Yöneticiler, birimlerinin hedeflere ulaşma konusunda (satış, verimlilik, maliyet ve bütçe gibi…) nasıl performans gösterdiğine ilişkin periyodik olarak bilgi alır. Bu hedeflere çalışanlarının performansı sayesinde ulaşırlarken; çabaların, motivasyonun, kaynakların ve yeteneğin bu hedeflerle bağlantılı olduğunu garanti altına alırlar. Anketler, bu konularda ne kadar iyi performans alındığı ve hangi aksiyonların gelişim fırsatı sunacağı konusunda yöneticiye bilgi sunar.
Yöneticilerin anket sürecini yukarıda belirttiğimiz şekilde kullanabilmesi için, şu adımları takip etmesi gerekir:
• Süreçte oynayacakları rol net olarak tanımlanmalıdır.
• Anket raporları rahatlıkla anlayabilecekleri, güçlü ve gelişime açık yönleri belirtilmiş ve alınacak aksiyonlar için kendilerine bir başlangıç noktası sunacak şekilde hazırlanmalıdır.
• Yöneticilere, etkili geribildirim oturumları gerçekleştirmek ve pratik aksiyon planları oluşturma konusunda gerekli beceriler kazandırılmalıdır.
Son nokta, bu anketleri gerçekleştirmenin yan ama inanılmaz değer sunan bir faydasına işaret eder.

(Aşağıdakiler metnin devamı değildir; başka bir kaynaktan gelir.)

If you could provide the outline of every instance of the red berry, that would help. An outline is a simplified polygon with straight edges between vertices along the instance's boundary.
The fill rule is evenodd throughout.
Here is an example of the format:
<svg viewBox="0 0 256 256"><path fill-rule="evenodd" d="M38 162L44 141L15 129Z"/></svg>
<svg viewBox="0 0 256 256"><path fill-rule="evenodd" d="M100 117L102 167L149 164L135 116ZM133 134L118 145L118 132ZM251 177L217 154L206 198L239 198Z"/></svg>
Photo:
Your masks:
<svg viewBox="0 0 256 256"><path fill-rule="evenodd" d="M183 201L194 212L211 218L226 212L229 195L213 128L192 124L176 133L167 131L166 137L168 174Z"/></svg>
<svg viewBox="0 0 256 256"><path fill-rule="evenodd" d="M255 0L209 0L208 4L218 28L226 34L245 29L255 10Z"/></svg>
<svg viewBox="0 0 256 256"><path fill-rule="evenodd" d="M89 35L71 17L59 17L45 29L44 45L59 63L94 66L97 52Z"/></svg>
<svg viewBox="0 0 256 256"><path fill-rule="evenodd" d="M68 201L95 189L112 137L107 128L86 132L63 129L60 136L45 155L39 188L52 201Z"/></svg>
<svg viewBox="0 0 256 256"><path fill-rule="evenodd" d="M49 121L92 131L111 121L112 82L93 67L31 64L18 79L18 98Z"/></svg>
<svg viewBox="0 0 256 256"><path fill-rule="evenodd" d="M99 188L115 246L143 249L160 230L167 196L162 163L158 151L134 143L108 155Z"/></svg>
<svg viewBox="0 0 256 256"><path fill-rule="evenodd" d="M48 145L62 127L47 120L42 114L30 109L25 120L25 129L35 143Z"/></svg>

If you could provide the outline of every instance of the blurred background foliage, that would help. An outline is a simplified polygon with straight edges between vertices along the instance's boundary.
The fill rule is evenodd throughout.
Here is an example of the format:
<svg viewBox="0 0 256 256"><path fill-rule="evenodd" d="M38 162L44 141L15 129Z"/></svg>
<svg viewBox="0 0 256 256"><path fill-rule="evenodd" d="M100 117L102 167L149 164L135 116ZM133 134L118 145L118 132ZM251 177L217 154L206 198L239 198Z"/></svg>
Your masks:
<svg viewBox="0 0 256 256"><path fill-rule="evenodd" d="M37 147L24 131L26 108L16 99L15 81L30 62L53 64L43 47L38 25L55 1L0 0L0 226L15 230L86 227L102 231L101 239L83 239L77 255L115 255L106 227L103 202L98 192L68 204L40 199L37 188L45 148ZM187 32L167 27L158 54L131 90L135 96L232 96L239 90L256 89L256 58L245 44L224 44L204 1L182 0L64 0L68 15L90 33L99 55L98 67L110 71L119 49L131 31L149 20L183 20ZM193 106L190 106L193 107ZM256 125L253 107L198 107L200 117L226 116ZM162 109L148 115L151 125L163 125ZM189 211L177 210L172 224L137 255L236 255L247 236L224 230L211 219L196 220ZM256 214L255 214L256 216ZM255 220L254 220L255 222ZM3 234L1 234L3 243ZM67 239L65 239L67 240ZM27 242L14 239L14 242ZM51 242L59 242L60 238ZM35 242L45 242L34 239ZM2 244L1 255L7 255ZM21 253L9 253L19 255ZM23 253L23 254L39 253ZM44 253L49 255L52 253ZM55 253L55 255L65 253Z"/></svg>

Etkili çalışan toplantıları konusunda yöneticilere liderlik becerileri kazandırmak ve gelişim yaratmak için atacakları adımları belirlemek adına rakamsal verileri kullandırmak, yöneticilerin birimlerini günlük olarak yönetirken kullanabileceği yöntemlerdir. Bazı şirketler yöneticilerin anket sürecinde kilit bir rol oynamasını istemez, çünkü onların gerekli becerilere sahip olmadığına inanır. Belki bu kritik becerileri geliştirmek için mükemmel zaman gelmiştir!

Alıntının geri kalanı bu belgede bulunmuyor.